Effects of Nicotinamide in Patients With Chronic Lymphocytic Leukemia (CLL) With History of Non-melanoma Skin Cancers (NMSC)

• Male or female subject aged ≥ 18 years.

• Confirmed diagnosis of CLL or small lymphocytic leukemia (SLL) per iwCLL 2018 criteria.

• History of ≥1 non-melanoma skin cancer (NMSC) diagnosed within the last 5 years

• Adequate liver function as defined as:

  • Total Bilirubin ≤ 1.5x institutional upper limit of normal (ULN)

    ---Subjects with a known diagnosis of Gilbert's Syndrome: direct bilirubin ≤ 1.5x ULN

  • AST(SGOT)/ALT(SGPT) ≤ 3 × institutional ULN

• For female subjects: Negative pregnancy test or evidence of post-menopausal status. The post-menopausal status will be defined as having been amenorrheic for 12 months without an alternative medical cause.
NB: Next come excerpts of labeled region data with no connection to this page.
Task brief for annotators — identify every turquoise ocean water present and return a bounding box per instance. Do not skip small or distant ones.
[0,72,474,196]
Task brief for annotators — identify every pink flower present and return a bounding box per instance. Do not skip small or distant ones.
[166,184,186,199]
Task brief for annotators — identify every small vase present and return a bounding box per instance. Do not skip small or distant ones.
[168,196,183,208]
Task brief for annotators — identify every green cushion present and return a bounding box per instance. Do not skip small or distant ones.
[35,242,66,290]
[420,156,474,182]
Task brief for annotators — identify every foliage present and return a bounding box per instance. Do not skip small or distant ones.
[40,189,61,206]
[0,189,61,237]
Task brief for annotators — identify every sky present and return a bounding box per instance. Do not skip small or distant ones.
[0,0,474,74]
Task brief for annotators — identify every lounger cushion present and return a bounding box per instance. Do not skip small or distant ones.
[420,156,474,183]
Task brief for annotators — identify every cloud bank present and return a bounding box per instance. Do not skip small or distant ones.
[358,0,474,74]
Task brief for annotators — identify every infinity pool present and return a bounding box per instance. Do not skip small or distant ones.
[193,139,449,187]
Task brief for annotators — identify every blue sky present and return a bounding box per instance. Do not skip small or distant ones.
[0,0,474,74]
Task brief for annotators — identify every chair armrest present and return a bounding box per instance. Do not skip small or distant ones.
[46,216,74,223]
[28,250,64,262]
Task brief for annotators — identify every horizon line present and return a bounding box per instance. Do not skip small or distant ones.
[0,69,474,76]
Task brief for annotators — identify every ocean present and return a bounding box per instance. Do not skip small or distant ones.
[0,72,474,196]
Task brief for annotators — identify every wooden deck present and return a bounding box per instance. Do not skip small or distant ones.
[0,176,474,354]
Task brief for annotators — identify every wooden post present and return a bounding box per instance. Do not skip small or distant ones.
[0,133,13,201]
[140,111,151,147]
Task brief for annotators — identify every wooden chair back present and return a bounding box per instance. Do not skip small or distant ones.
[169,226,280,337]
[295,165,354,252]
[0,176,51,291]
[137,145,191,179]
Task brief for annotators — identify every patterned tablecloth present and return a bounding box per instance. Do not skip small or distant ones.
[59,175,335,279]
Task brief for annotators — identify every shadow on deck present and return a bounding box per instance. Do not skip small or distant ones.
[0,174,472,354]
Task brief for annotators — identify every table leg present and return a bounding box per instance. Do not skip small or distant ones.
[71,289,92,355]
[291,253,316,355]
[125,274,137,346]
The following age-specific requirements apply:

  --Women < 50 years of age:

  • Amenorrheic for ≥ 12 months following cessation of exogenous hormonal treatments; and
  • Luteinizing hormone and follicle-stimulating hormone levels in the post-menopausal range for the institution; or
  • Underwent surgical sterilization (bilateral oophorectomy or hysterectomy).

• Women ≥ 50 years of age:

  • Amenorrheic for 12 months or more following cessation of all exogenous hormonal treatments; or
  • Had radiation-induced menopause with last menses >1 year ago; or
  • Had chemotherapy-induced menopause with last menses >1 year ago; or
  • Underwent surgical sterilization (bilateral oophorectomy, bilateral salpingectomy, or hysterectomy).

• Female subjects of childbearing potential and male subjects with a sexual partner of childbearing potential must agree to use a highly effective method of contraception as described in Section 5.4.1.

• Received cytotoxic chemotherapy (including fludarabine, cyclophosphamide, bendamustine, or chlorambucil) within the last 6 months
• Received allogeneic stem cell transplant within the last 6 months.
• Taking nicotinamide or niacin supplements within the last 4 weeks.
• Taken acitretin or other oral retinoids within the past 6 months
• Received field treatment for AKs (topical use of 5-fluorouracil, imiquimod, diclofenac, retinoids; topical photodynamic therapy for AKs; laser resurfacing or chemical peel treatments for AKs) within the previous 4 weeks
• Large areas of confluent skin cancer at baseline preventing accurate assessment and counting of individual new skin cancers
• Need for ongoing carbamazepine use (possible interaction with nicotinamide)
• Severe GI malabsorption that may interfere with absorption of nicotinamide (per investigator's discretion)
• Patients with an expected life expectancy < 2 years
• Current evidence of uncontrolled, diabetes.
• Current evidence or history of peptic ulcer disease.
• Known HIV infection with a detectable viral load within 6 months of the anticipated start of treatment.

Note: Subjects on effective antiretroviral therapy with an undetectable viral load within 6 months of the anticipated start of treatment are eligible for this trial.

• Known active uncontrolled infection.
• Medical, psychiatric, cognitive, or other conditions that may compromise the subject's ability to understand the subject information, give informed consent, comply with the study protocol or complete the study.
• Known prior severe hypersensitivity to investigational product (IP) or any component in its formulations (NCI CTCAE v5.0 Grade ≥ 3).
• Subjects taking prohibited medications as described in Section 6.7.1. A washout period of prohibited medications for a period of at least five half-lives or as clinically indicated should occur before the start of treatment.
• Have ever received a solid organ transplant and are currently taking immunosuppressive medications.